Эпоха невинности — страница 45 из 60

Когда они поднялись по лестнице, он повернул в библиотеку. Обычно она следовала за ним, но на сей раз направилась по коридору к своей спальне.

– Мэй! – нетерпеливо позвал он; она вернулась, слегка удивленная его тоном. – Эта лампа снова коптит; слугам следовало бы тщательней подрезать фитиль, – возмущенно проворчал он.

– Прости, это больше не повторится, – ответила она бодрым уверенным тоном, перенятым у матери, и то, что с ним начинают обращаться как с мистером Уелландом-младшим, вызвало у Арчера раздражение. Она наклонилась, чтобы прикрутить фитиль, и когда огонь осветил ее белые плечи и четкие линии лица, он подумал: «Как же она молода! Сколько еще бесконечно долгих лет будет длиться эта жизнь!»

Со своего рода ужасом он ощутил собственную молодость и бурление крови в собственных жилах.

– Послушай, – вдруг сказал он, – вероятно, мне скоро придется на несколько дней съездить в Вашингтон, возможно, на следующей неделе.

Не отнимая руки от краника лампы, она медленно повернулась к нему. От жара пламени лицо ее снова раскраснелось, но тут же побледнело, как только она подняла голову.

– По делам? – спросила она тоном, предполагавшим, что никакой иной причины быть не может, и спрашивает она машинально, как бы просто заканчивая фразу за него.

– Естественно, по делам. В Верховном суде будет рассматриваться патентное дело… – Он назвал имя изобретателя и углубился в детали с отработанной бойкостью Лоуренса Леффертса; она слушала внимательно, время от времени вставляя: «Да, понимаю». Когда он закончил, она просто сказала:

– Смена обстановки пойдет тебе на пользу. – И добавила, глядя ему прямо в глаза, с невинной улыбкой, тоном, каким могла бы просить его не пренебрегать некими утомительными семейными обязанностями: – И непременно повидайся с Эллен.

Больше на эту тему не было сказано ни слова, но согласно коду, заложенному в них обоих воспитанием, это означало: «Ты, конечно же, понимаешь: я знаю все, что говорят об Эллен, и искренне разделяю стремление моей семьи заставить ее вернуться к мужу. Я также знаю, что по какой-то причине, о коей предпочел мне не сообщать, ты настроил ее против решения, которое поддерживают все старшие мужчины нашей семьи, а также бабушка, и что, опираясь именно на твое поощрение, Эллен проигнорировала всех нас и навлекла на себя нарекания, о которых, возможно, мистер Силлертон поведал тебе сегодня вечером, – недаром это привело тебя в такое раздражение… Тебе давно делались намеки, но поскольку ты не желал воспринимать их от других, я возьму этот труд на себя и сделаю это в единственной форме, в какой хорошо воспитанные люди нашего окружения могут доводить до сведения друг друга не слишком приятные вещи: я даю тебе понять, что знаю о твоем намерении увидеться с Эллен во время поездки в Вашингтон – вероятно, поездка для того и задумана. А поскольку ты все равно наверняка с ней встретишься, хочу, чтобы ты сделал это с моего непосредственного и полного одобрения и, воспользовавшись случаем, заставил ее осознать, к чему может привести выбор, к которому ты ее склонил».

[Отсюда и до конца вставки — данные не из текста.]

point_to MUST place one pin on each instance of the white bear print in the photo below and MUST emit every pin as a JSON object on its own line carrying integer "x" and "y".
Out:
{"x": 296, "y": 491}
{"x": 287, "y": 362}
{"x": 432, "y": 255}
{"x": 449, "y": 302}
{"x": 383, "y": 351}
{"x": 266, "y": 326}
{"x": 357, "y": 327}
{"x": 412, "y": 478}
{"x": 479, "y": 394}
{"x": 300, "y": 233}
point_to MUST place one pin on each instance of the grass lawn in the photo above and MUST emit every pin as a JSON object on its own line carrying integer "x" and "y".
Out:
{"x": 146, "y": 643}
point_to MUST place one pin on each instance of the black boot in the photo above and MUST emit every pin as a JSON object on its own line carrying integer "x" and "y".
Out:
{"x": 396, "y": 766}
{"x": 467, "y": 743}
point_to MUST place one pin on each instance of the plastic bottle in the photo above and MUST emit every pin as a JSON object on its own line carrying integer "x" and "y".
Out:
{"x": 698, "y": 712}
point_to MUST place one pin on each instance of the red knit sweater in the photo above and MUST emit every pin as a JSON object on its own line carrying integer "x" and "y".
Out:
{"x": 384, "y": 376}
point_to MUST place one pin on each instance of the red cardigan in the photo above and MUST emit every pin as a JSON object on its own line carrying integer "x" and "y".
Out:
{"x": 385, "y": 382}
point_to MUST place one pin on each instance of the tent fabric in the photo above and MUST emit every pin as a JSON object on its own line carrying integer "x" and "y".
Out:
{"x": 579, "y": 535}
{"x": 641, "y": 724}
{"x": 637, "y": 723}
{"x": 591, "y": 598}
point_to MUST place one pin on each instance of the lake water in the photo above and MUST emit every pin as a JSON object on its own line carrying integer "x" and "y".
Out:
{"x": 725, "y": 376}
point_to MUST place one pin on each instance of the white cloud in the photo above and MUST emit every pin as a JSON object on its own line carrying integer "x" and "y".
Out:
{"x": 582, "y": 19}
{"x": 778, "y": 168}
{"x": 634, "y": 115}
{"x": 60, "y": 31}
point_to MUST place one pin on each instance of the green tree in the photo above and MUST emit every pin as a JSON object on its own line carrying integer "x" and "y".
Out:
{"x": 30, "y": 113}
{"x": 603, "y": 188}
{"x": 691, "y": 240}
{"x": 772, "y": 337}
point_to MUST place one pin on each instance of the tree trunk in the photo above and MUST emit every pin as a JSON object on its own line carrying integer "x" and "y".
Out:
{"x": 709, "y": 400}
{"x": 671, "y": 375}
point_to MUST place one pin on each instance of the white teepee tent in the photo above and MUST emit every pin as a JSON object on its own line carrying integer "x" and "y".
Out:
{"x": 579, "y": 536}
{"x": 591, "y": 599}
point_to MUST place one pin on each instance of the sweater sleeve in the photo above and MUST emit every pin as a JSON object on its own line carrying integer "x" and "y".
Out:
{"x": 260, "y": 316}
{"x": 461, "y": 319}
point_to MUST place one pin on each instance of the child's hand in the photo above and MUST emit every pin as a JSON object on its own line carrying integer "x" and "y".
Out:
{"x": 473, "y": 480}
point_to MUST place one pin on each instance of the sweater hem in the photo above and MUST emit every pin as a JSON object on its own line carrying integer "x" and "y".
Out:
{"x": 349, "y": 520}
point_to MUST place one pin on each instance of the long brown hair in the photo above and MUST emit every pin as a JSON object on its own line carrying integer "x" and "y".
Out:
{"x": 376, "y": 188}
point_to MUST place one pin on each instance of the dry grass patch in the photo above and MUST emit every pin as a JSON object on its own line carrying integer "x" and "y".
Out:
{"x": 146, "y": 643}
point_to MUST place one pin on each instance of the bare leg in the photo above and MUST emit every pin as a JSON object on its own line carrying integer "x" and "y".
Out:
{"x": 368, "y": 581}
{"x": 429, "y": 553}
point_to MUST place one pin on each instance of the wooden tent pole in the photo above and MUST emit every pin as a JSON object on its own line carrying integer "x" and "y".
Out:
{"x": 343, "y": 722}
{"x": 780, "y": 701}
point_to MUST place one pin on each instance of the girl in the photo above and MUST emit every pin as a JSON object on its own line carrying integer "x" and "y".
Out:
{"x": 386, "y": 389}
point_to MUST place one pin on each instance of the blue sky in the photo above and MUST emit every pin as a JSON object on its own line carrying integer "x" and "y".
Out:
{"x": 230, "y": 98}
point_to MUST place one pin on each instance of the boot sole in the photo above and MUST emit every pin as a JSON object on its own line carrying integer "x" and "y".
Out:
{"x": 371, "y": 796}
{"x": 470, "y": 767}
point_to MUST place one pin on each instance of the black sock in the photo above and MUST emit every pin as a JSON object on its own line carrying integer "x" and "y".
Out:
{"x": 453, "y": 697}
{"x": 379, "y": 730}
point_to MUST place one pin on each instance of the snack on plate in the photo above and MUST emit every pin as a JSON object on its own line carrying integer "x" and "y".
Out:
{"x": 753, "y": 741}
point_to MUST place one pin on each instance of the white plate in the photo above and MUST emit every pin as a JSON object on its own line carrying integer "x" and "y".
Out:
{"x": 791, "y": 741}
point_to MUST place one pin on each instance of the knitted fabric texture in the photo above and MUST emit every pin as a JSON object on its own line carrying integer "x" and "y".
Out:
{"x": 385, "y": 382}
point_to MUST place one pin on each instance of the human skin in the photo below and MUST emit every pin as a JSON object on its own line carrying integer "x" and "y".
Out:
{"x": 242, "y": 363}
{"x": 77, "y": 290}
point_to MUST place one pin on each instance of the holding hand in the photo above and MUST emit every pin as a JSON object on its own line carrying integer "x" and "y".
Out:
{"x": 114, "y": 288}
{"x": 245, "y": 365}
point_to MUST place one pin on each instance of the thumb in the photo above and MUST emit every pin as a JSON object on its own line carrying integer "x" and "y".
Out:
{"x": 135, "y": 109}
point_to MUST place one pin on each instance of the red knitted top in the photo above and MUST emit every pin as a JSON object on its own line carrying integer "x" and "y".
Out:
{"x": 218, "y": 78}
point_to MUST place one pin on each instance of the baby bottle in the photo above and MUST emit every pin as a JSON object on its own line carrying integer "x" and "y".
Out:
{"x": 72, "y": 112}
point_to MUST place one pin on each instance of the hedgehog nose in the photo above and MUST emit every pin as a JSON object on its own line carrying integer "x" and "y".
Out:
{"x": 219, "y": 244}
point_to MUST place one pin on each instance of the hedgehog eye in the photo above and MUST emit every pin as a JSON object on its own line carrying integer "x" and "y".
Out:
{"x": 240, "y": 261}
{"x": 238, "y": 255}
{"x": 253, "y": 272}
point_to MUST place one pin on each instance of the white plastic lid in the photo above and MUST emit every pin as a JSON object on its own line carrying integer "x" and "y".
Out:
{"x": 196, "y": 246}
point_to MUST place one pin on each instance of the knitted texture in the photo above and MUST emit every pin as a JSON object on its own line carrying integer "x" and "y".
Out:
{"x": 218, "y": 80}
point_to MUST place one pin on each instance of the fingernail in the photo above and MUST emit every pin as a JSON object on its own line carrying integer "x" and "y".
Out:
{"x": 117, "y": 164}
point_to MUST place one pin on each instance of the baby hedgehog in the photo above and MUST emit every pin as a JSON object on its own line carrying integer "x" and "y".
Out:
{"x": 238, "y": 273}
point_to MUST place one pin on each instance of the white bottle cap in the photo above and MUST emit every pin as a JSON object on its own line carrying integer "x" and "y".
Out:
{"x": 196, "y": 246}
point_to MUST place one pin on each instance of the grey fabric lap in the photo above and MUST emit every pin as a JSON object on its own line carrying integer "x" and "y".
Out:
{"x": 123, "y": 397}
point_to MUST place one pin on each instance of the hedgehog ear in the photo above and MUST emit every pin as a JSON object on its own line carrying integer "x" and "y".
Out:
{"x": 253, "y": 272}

Ее пальцы по-прежнему покоились на кранике лампы, когда до него окончательно дошел смысл этого безмолвного послания. Она прикрутила фитиль, подняла абажур и дунула на коптящий язычок пламени.

– Запах копоти уменьшается, если подуть на огонь, – объяснила Мэй по-хозяйственному бодро. На пороге она задержалась и, повернувшись к нему, позволила себя поцеловать.

XXVII

На следующий день до Уолл-стрит дошли более утешительные сведения о финансовом положении Бофорта. Они были не абсолютно достоверными, но обнадеживающими. Все знали, что в критический момент Бофорт может обратиться к неким влиятельным силам, и он успешно воспользовался этой возможностью, так что, когда тем вечером миссис Бофорт появилась в Опере со своей фирменной улыбкой и новым изумрудным колье на шее, общество выдохнуло с облегчением.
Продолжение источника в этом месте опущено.